Today is national hugging day! We wanted to write a blog post about hugging, because it can be a really great opportunity to practice consent.
Lydia Bowers, an awesome sex educator in the area often says that there are two types of people: huggers and people who are NOT huggers. She says that you always know when people are huggers because they loudly proclaim “I’m a hugger!” and come at you with arms stretched wide. Meanwhile, the non-huggers shrink back.
There are some really important aspects of consent here:
Body language. Paying attention to body language is really important when it comes to consent. Unfortunately, most people are socialized to feel bad about setting boundaries and speaking up for what they do or don’t want, especially with physical affection. Additionally, people may feel like they can’t speak up in certain situations. They may feel threatened, intimidated, pressured, coerced, or many other things. We can then look for nonverbal no’s and check in. When we notice someone projecting that they are so not a hugger in their shrinking back and the fear in their eyes as we declare “I’m a hugger!” we can listen to those nonverbal cues and say whatever our version is of “Hey, you seem like you might not want a hug right now…am I getting that right? That’s totally okay!”

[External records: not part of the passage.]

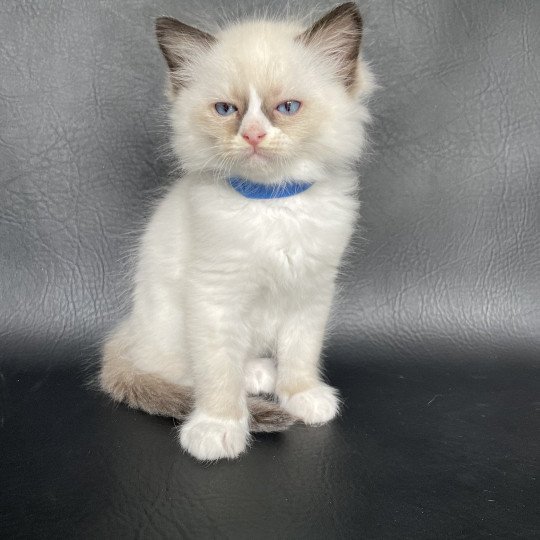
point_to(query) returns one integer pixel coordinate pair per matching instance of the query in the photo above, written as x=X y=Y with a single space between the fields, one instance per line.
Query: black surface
x=436 y=345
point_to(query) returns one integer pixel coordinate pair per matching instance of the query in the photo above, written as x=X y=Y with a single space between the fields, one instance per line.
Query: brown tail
x=155 y=395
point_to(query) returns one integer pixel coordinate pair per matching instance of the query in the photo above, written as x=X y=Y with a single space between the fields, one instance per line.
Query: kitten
x=236 y=267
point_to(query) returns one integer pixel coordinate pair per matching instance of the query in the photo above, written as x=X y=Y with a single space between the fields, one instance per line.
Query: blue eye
x=288 y=107
x=225 y=109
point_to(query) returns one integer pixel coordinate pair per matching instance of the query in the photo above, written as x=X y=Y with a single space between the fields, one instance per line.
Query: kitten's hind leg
x=260 y=376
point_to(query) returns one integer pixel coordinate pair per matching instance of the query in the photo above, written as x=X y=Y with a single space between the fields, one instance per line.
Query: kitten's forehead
x=259 y=55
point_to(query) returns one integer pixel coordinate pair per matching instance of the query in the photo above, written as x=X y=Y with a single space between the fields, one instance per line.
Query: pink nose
x=254 y=136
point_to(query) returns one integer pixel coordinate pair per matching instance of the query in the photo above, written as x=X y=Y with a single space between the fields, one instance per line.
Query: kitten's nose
x=254 y=136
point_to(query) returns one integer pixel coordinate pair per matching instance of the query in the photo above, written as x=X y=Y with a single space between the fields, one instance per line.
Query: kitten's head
x=265 y=99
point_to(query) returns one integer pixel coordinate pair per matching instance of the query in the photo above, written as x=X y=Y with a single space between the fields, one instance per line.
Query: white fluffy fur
x=223 y=280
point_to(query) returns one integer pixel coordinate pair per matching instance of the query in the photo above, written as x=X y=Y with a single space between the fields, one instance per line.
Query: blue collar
x=255 y=190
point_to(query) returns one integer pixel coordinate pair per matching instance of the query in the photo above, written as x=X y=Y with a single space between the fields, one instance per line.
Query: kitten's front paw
x=317 y=405
x=208 y=438
x=260 y=376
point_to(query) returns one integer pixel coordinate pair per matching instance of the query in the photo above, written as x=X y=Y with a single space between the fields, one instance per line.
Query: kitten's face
x=258 y=101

Verbal. In addition to body language it is also really important to have a verbal component to check in. Saying “I’m a hugger” is a good verbal statement to let folks know that that’s how you like to give and receive affection, but we can go even a step further. Instead of saying, I’m a hugger, maybe we can ask “Can I give you a hug?” This takes pressure off of the hug-ee and empowers them in their choice. Or maybe if you are the one needing a hug, you ask “Can I have a hug?”, again, empowering all parties to agree on the action. Now if you are NOT a hugger, verbal communication can help set your boundaries and be empowered. Those of us who are non-huggers can say, “I’m not a hugger, but I do give a stellar high five,” or “I’m not a hugger, but I have a really soft blanket that feels like a hug if you want to borrow it,” or even “yeah, no, I’m not a hugger. Bye!”
Mutuality. I don’t know about you, but when I have given folks a hug who don’t really want a hug, it doesn’t feel good to either person. It’s like hugging a plank of wood. But, if we talk about how we’d rather high five, air hug, or fist bump then we both enjoy a really awesome high five, air hug, or fist bump and both feel great about the interaction!
On this Hugging Day, we hope you enjoy your hugs, high fives, or however you choose to celebrate. We encourage you to practice looking for body language, checking-in, and deciding what mutually feels best for everyone. We also want to remind you that setting boundaries is not only okay, but also wonderful and if you choose to enforce boundaries this hugging day, we are proud of you! We also want those who are supporting survivors to know that asking before any touch or physical affection is so important in helping survivors heal. Lastly, if you ever need a hug, really great high five, or an encouraging word (or whatever form of comfort and community you prefer!), we are here for you.